February is Black History Month. The children will be learning about famous African Americans and civil rights in school. But, this week, we would like to honor Black History Month by discussing how nannies and au pairs can help raise children that appreciate differences and resist bias and prejudice.

As much as we would like to be a color-blind, a gender-blind, and an age-blind society, we aren't. So don't ignore the issues of racism and sexism (and ageism and other prejudices) just because they make you uncomfortable.

Children learn their attitudes from us -- the adults around them. Caregivers are essential in helping children to resist biases and prejudice. You can begin to battle the influence of bias in our culture by teaching the children in your care to value differences. One way to start is by encouraging the children to appreciate their own uniqueness. You can introduce children to the notion of differences by starting with their own family. Then you can compare your own family to your charge's family.

1. Do different members of their family have different color hair (black, brown, blond, red, gray, white)?

2. Do they have different textures of hair (curly, straight, thick, wispy, bald)?

3. Do they have different color eyes (brown, blue, hazel)?

4. Are there differences between your family and your charge’s family?

Acknowledging and valuing the diverse physical traits within their own family (or their family and your family) can help children appreciate diversity.

In teaching a child respect and tolerance for different people, start with concepts they'll understand. African American? Latino? No. Toddlers do not understand these adult labels. Instead, start by talking about gender and skin color — the real color: not black and white, but brown, tan, beige, and pink. Then you can talk about the shape of eyes, the color and texture of hair, and other obvious differences.

How is the child special? She's two-years old. She has a particular hair color, eye color, and skin color. Her ancestors have a specific cultural heritage. Sharing stories of people — family members, historical figures, or contemporary role models — from her ethnic group of whom you feel proud can also build an appreciation of your child's cultural heritage. The child also has a distinctive name, which may reflect some family history or cultural background.

Defining the ways in which the child is unique or special is a great way to encourage her to value differences because toddlers love talking and learning about themselves. By talking in a positive way about the toddler's physical characteristics and cultural heritage, you will help her build a positive sense of self. And if she learns to value what makes her different from others, your toddler will be more open to the notion of appreciating the differences of others as well.

Tomorrow: President's Day
Tuesday: Respecting Differences for Black History Month by Be the Best Nanny Newsletter


Anonymous said...

Super, terrific article! Nannies are essential to teaching children to respect others. What better way to teach children to respect others than nannies and au pairs who are often from a different culture and often a different race than the children they care for 60 hours per week! Start with yourself! If you respect others the children will follow your lead.

Imani Okoro
Miami FL

Anonymous said...

Thank you for this. I am a different religion from the children I am nannying for. We learn much from one another and mostly we are the same.

Manuela Rodriguez
Houston TX

Anonymous said...

Excellent topic. I have a really big problem, I am very concerned about the family I babysit for. I don't like the father. He is a racist. I am trying to stomach him and help the kids learn to appreciate others by my example. I probably won't be able to work with him much longer due to his racist bigoted attitude.

Anonymous said...

To the comment above about working for a racist dad, I would look for a new job. You cannot teach an old dog new tricks. We work so closely with the parents it would be hard to work with someone like that.
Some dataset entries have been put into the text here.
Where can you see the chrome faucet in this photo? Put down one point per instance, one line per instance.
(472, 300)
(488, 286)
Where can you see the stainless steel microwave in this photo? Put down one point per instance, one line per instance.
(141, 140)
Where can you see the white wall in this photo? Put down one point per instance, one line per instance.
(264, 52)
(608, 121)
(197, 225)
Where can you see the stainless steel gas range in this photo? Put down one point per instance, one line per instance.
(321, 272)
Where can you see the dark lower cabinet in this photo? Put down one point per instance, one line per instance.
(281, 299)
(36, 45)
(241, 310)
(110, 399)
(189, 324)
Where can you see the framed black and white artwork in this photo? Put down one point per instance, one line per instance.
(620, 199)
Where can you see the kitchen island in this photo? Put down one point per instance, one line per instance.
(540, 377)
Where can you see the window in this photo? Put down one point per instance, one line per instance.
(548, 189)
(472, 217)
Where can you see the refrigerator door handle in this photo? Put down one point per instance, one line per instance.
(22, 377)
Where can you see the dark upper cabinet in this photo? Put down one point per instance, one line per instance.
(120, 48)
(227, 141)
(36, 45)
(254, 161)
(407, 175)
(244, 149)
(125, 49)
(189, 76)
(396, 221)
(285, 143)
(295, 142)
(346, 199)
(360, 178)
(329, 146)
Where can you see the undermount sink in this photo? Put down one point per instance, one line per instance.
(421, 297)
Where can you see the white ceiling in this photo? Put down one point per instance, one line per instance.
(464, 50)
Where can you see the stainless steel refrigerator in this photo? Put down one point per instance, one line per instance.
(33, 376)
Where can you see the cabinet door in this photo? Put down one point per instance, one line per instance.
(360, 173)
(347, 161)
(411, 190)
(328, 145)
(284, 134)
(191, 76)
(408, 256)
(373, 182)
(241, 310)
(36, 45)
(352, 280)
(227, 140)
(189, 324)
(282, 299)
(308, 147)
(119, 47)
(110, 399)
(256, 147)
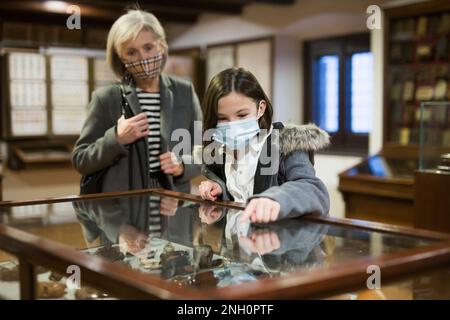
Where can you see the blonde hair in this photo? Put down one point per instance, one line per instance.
(126, 28)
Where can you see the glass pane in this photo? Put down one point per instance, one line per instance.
(425, 285)
(327, 93)
(361, 92)
(197, 245)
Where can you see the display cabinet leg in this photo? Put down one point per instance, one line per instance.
(27, 280)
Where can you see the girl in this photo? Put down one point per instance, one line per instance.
(268, 166)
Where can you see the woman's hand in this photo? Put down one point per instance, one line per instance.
(131, 129)
(170, 164)
(210, 190)
(261, 210)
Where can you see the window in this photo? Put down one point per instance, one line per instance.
(339, 90)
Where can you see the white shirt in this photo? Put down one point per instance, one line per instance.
(240, 172)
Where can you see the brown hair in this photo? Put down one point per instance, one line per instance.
(237, 80)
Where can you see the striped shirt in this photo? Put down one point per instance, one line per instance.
(150, 104)
(154, 217)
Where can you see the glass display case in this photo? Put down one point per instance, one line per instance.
(163, 244)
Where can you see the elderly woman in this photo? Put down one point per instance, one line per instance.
(137, 51)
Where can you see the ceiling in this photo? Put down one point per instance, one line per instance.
(106, 11)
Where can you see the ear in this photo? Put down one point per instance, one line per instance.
(261, 109)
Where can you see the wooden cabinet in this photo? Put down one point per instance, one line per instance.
(203, 252)
(387, 187)
(432, 200)
(380, 189)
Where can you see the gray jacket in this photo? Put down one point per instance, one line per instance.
(294, 184)
(97, 146)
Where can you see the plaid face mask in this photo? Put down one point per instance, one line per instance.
(146, 68)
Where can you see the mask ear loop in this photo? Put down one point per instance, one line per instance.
(259, 109)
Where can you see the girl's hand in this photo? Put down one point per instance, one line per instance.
(168, 206)
(261, 241)
(210, 190)
(261, 210)
(132, 129)
(170, 164)
(209, 213)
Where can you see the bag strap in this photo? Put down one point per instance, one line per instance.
(125, 106)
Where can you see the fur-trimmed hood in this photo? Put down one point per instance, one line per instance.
(308, 137)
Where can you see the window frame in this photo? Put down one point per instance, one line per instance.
(343, 141)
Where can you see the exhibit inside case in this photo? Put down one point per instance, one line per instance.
(188, 248)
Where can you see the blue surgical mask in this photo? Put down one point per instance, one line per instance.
(236, 134)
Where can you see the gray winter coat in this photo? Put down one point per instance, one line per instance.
(294, 184)
(97, 146)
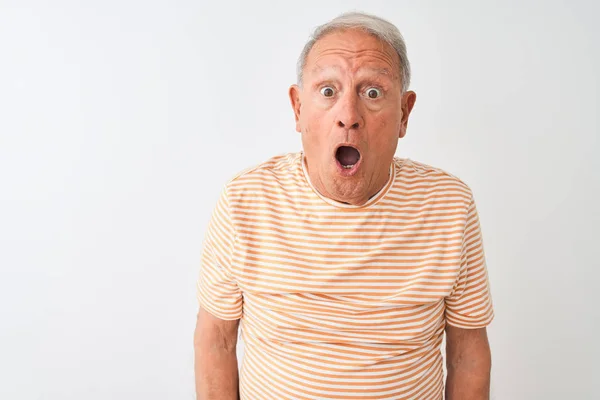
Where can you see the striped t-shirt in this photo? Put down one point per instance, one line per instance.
(339, 301)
It is great you want to influence the kids in a positive non racist way but you won't be able to change the parents. Good for you for trying.

I realize we all don't like everything about the family members we work for. But some things are intolerable.

Part-Time Nanny
Part-Time Tutor
Tonya, Tucson Arizona

lovebeingananny said...

For the nanny working for a racist father I think you should start looking for other jobs too. I guess this is the kind of thing you can't ask in a nanny interview or always sense during an interview. Be happy you haven't been discriminated against by him. We are an unregulated industry and it would be hard to prove a case of racism in court I think. I still groups like "Christian" nannies shouldn't exist. I don't think you could have AT&T hire only hire Christian employees. But that's just me.

AuPairDebbie said...

I don't think the father will discriminate the sitter above because he hired her. Had he been racist/biased about her race, gender, culture, ethnicity he wouldn't have hired her in the first place. Best to find another job.

Anonymous said...

For lady working with racist dad: while interviewing with families ask to speak to former employees before accepting the job to make sure the parents aren't prejudiced or racists.